A major new tax incentive announced in Budget 2025 should spur business investment in productive assets by offering tax relief on new purchases. That includes a vehicle for a small business or a fleet of vehicles for a larger firm.

The so-called Investment Boost allows businesses to deduct 20 per cent of the cost of new assets from their taxable income in the year of purchase. That’s atop standard depreciation deductions.
The scheme applies to vehicles, machinery, tools, equipment, technology, and commercial buildings. Land, residential property, and second-hand assets already in use are excluded.
There is no upper cap on investment, so small firms buying one vehicle or those buying a fleet are equally eligible.

As any example, a company purchasing a new BYD Shark 6 plug-in hybrid ute for $69,990 (including GST) would be able to claim a deduction of $12,173 in the year of purchase. That’s a tax saving of approximately $3408 at the standard corporate tax rate of 28 per cent.
Warren Willmot, Country Manager of BYD New Zealand, says the move makes smart business sense for fleet operators looking to modernise.

“Today’s announcement by the New Zealand government of a 20 per cent tax write-off for business vehicles is a fantastic initiative. It will accelerate the adoption of cleaner, safer, and more efficient transport across the country.”
“For businesses, this policy makes the shift to cutting-edge electric vehicles even more compelling. It delivers immediate financial benefits while supporting long-term sustainability goals.
“Beyond the corporate sector, this is a win for all New Zealanders. Fleet vehicles typically enter the used market within three to four years.

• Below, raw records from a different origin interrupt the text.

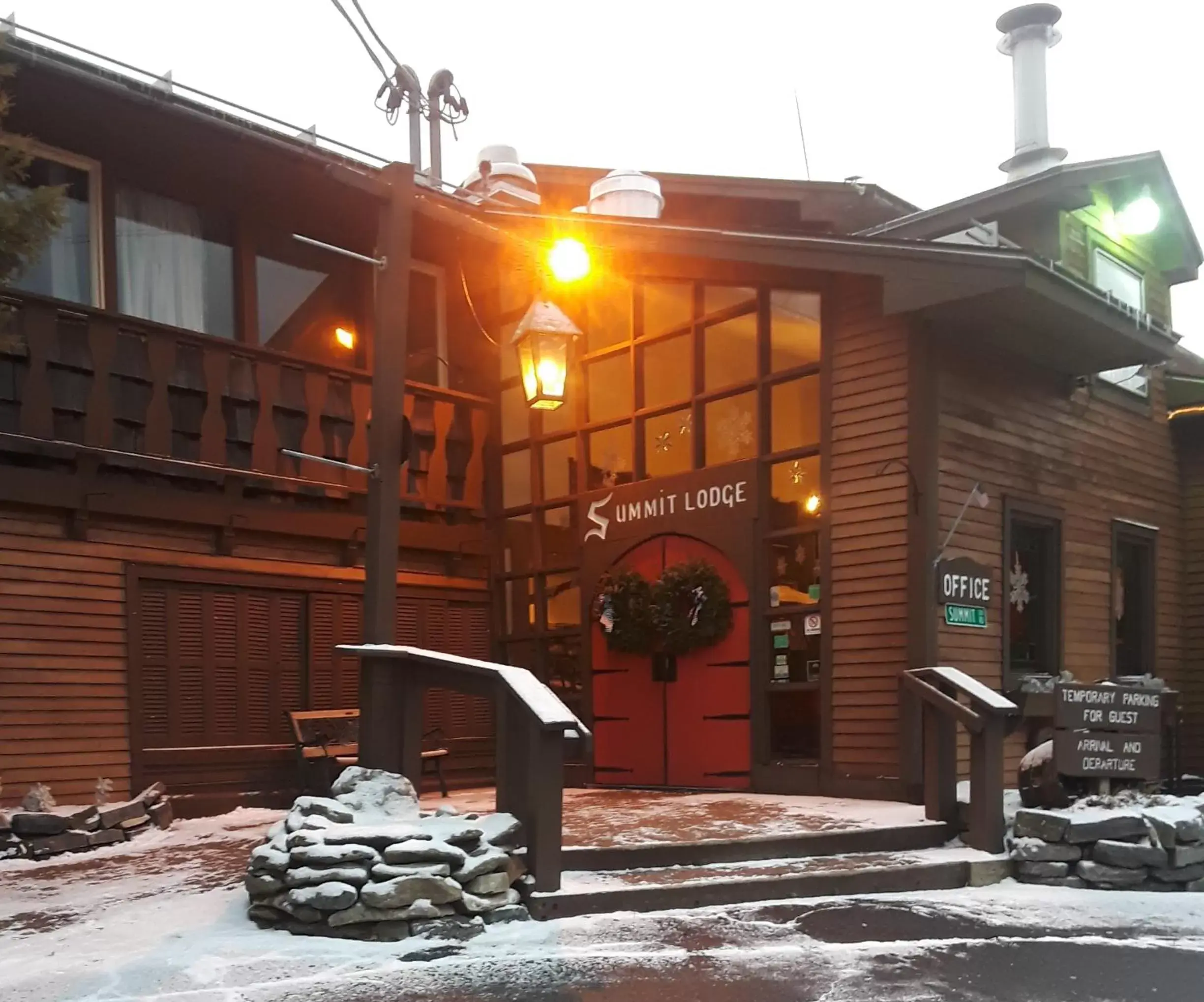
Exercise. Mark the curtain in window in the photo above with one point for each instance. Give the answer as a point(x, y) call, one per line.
point(160, 260)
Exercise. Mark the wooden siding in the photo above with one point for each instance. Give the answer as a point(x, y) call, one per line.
point(1017, 430)
point(64, 707)
point(1190, 440)
point(869, 510)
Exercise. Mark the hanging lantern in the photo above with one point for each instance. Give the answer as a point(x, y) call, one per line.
point(542, 341)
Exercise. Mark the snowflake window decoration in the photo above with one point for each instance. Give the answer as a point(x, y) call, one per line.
point(736, 433)
point(1018, 585)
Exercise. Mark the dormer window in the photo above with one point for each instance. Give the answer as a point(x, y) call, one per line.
point(1126, 286)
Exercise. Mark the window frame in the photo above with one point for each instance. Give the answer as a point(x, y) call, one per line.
point(441, 316)
point(1035, 514)
point(95, 207)
point(1097, 252)
point(1126, 531)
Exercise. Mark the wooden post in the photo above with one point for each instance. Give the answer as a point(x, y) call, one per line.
point(546, 796)
point(387, 709)
point(939, 766)
point(511, 763)
point(987, 787)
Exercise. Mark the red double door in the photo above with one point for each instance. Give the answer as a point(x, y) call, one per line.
point(692, 732)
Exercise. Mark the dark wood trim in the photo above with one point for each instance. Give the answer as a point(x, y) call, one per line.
point(828, 360)
point(1136, 532)
point(448, 589)
point(801, 779)
point(923, 835)
point(924, 412)
point(246, 287)
point(870, 880)
point(1035, 513)
point(134, 674)
point(63, 491)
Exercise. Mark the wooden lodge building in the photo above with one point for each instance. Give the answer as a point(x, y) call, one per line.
point(800, 383)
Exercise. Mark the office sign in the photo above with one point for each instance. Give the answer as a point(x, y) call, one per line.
point(1108, 707)
point(963, 581)
point(1108, 756)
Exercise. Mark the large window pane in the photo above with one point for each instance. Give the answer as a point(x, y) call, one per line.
point(667, 306)
point(559, 466)
point(64, 267)
point(730, 353)
point(609, 388)
point(519, 605)
point(564, 599)
point(518, 544)
point(794, 329)
point(717, 297)
point(795, 414)
point(1133, 604)
point(173, 267)
point(561, 544)
point(795, 496)
point(282, 290)
point(668, 443)
point(795, 570)
point(668, 371)
point(515, 415)
point(731, 429)
point(425, 338)
point(611, 457)
point(517, 478)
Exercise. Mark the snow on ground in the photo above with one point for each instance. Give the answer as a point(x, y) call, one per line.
point(576, 881)
point(164, 917)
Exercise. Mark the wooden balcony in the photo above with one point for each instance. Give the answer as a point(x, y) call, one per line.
point(75, 375)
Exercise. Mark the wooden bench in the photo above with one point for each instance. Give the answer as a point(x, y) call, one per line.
point(330, 739)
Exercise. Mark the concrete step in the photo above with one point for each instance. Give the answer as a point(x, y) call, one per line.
point(651, 889)
point(890, 839)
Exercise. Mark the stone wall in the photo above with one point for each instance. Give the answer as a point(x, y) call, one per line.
point(366, 864)
point(1156, 847)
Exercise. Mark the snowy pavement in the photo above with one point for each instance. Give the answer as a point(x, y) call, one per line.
point(164, 918)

That means more Kiwi drivers will soon have greater access to affordable, low-emission, and advanced-technology pre-owned EVs.”

The policy comes as the government seeks to reignite investment and productivity in the private sector. Unlike the Clean Car Discount Scheme which targeted low-emission vehicles, the Investment Boost offers support based on the asset’s contribution to productivity, regardless of its emissions profile.
Finance Minister Nicola Willis said the move was designed to drive future-focused investment and deliver stronger returns than a blanket tax cut.

“Investment Boost delivers more bang for buck than a company tax cut because it only applies to new investments, not those made in the past.”
Treasury and Inland Revenue estimate the policy will lift GDP by 1 per cent, and increase wages by 1.5 per cent. They calculate it will grow the country’s capital stock by 1.6 per cent over the next 20 years. About one-half of that impact is expected in the first five years.
The policy is will be welcome news for businesses considering vehicle upgrades. For many operators, the immediate deduction could help improve cash flow and support investment in newer, more efficient models.